Atherosclerosis: Lipoproteins, cell biology and vascular physiology

动脉粥样硬化：脂蛋白、细胞生物学和血管生理学

• 批准号: nhmrc : 482800
• 负责人: Prof David Celermajer
• 金额: $ 697.58万
• 依托单位: The Heart Research Institute
• 依托单位国家: 澳大利亚
• 项目类别: Programs
• 财政年份: 2008
• 资助国家: 澳大利亚
• 起止时间: 2008-01-01 至 2012-12-31
• 项目状态: 已结题
• 来源: https://researchdata.edu.au/atherosclerosis-lipoproteins-cell-vascular-physiology/94965
• 关键词: Atherosclerosis; Lipoproteins; cell; biology; vascular

The world is confronting a major new epidemic of premature heart disease that is being driven by a global increase in obesity. There are several factors that contribute to the increased risk of heart disease in overweight and obese people. One is a low blood level of the “good” HDL cholesterol that normally protects against heart disease. Another relates to a decreased ability to remove cholesterol from the walls of arteries where it builds up to cause heart disease. A third is the fact that obesity is associated with a state of chronic inflammation of the blood vessels. This inflammation not only accelerates the development of heart disease but also makes people who have cholesterol accumulated in their arteries more likely to actually have a heart attack. And a fourth is the fact that the lining of blood vessels does not function normally in overweight and obese people. This loss of normal function is a very early sign of future heart disease. These factors are closely inter-related, with the “good” HDL playing a central role in removing cholesterol from arteries, inhibiting arterial inflammation and promoting normal function and repair of the lining of blood vessels. HDL is complex, consisting of a mixture of several subpopulations of particles that vary in shape, size and composition. Furthermore, these HDL subpopulations are continually remodelled as they circulate in blood in reactions promoted by a number of blood factors that change their size and composition. A major component of the research to be conducted in this program relates to understanding how the HDL subpopulations in human blood are regulated and how they protect against heart disease. The applicants have already made major contributions to understanding the functions of the “good” HDLs, how they take cholesterol out of cells in the artery wall, how they inhibit inflammation of the arteries and how they improve the function of the artery lining. We propose to extend these studies to establish how these protective functions can be enhanced, to find out which of the HDL subpopulations are most protective, and to identify how to increase the most protective HDLs in people at risk of heart disease.
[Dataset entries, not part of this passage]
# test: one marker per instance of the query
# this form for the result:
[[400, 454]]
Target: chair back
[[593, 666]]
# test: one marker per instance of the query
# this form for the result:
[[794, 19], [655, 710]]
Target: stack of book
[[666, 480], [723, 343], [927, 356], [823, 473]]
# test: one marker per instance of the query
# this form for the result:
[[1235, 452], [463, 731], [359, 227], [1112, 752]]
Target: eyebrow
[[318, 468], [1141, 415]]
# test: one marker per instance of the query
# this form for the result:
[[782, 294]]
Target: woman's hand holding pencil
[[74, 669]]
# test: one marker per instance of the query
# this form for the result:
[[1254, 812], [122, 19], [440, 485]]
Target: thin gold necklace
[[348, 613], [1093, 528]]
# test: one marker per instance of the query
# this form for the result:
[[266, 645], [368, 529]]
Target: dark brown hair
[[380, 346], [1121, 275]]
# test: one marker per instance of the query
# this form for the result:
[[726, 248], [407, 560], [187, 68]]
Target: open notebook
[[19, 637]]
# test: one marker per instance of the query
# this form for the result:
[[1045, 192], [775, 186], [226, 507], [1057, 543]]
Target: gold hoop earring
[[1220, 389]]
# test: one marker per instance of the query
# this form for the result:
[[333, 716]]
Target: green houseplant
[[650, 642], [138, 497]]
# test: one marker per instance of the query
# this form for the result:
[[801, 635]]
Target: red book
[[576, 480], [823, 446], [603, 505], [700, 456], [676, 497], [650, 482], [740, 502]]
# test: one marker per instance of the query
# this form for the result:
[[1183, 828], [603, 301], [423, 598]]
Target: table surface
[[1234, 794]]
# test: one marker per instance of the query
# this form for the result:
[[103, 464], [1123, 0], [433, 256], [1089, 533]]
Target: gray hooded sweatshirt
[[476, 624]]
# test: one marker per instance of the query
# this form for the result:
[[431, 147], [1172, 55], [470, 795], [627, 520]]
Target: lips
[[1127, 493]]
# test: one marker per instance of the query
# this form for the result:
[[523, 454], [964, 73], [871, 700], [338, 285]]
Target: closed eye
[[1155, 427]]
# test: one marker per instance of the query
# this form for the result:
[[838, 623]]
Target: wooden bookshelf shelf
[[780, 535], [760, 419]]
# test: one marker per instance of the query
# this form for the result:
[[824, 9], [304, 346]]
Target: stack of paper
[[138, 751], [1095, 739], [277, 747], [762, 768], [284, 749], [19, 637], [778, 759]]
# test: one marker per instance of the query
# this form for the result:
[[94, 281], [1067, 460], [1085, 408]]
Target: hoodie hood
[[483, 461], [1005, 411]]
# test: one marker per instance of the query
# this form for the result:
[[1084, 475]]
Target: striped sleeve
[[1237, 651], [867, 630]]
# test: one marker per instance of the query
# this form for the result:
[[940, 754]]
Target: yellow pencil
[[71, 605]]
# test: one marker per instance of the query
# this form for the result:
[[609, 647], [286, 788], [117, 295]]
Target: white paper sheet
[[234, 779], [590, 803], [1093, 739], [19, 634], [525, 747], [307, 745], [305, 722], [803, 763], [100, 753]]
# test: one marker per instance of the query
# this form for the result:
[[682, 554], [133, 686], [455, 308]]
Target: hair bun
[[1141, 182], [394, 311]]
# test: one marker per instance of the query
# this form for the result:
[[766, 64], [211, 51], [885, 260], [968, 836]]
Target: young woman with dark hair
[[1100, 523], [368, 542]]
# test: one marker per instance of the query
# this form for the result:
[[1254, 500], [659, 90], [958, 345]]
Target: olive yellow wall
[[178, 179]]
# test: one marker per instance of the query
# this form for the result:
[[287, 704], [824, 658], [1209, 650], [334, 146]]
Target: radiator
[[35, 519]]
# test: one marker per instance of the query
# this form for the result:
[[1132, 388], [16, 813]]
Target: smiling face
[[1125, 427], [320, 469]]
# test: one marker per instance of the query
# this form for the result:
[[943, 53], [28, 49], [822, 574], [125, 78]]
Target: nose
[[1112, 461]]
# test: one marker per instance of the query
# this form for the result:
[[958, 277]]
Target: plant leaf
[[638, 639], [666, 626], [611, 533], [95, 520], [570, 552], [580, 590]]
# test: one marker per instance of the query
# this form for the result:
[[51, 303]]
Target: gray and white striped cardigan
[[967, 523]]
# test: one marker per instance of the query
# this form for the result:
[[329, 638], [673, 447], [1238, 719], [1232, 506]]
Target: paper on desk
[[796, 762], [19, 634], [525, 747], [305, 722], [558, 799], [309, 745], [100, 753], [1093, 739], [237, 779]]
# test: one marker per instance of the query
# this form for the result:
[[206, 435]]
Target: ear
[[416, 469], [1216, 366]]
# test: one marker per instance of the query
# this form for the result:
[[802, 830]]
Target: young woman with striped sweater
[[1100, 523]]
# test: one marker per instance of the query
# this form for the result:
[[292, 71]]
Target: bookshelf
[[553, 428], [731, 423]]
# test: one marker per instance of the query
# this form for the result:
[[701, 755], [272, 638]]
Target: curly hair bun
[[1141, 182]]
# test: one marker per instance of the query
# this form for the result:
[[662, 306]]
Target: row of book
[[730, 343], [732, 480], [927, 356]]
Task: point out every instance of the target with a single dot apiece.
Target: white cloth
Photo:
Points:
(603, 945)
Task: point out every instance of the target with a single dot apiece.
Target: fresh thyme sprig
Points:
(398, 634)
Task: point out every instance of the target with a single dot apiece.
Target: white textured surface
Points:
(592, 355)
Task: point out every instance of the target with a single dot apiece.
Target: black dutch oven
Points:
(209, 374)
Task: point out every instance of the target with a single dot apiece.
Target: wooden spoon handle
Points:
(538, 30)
世界正面临着一种新的主要流行病，即由全球肥胖症增加引起的早发性心脏病。有几个因素导致超重和肥胖人群患心脏病的风险增加。一个是血液中“好”的高密度脂蛋白胆固醇水平低，而高密度脂蛋白胆固醇通常可以预防心脏病。另一个与降低从动脉壁清除胆固醇的能力有关，胆固醇在动脉壁积聚导致心脏病。第三个是肥胖与血管慢性炎症有关。这种炎症不仅会加速心脏病的发展，而且会使动脉中胆固醇积累的人更容易患心脏病。第四个是超重和肥胖的人的血管内膜功能不正常。这种正常功能的丧失是未来心脏病的早期征兆。这些因素密切相关，“好”HDL在清除动脉中的胆固醇，抑制动脉炎症，促进血管内膜的正常功能和修复方面发挥着核心作用。HDL是复杂的，由形状、大小和组成不同的几个颗粒亚群的混合物组成。此外，这些HDL亚群在血液中循环时不断重塑，这些反应由许多改变其大小和组成的血液因子促进。该计划中进行的研究的一个主要组成部分涉及了解人类血液中HDL亚群是如何调节的，以及它们如何预防心脏病。申请人已经为理解“好”HDL的功能做出了重大贡献，它们如何将胆固醇从动脉壁细胞中取出，如何抑制动脉炎症以及如何改善动脉内膜的功能。我们建议扩展这些研究，以确定如何增强这些保护功能，找出哪些HDL亚群最具保护性，并确定如何增加心脏病风险人群中最具保护性的HDL。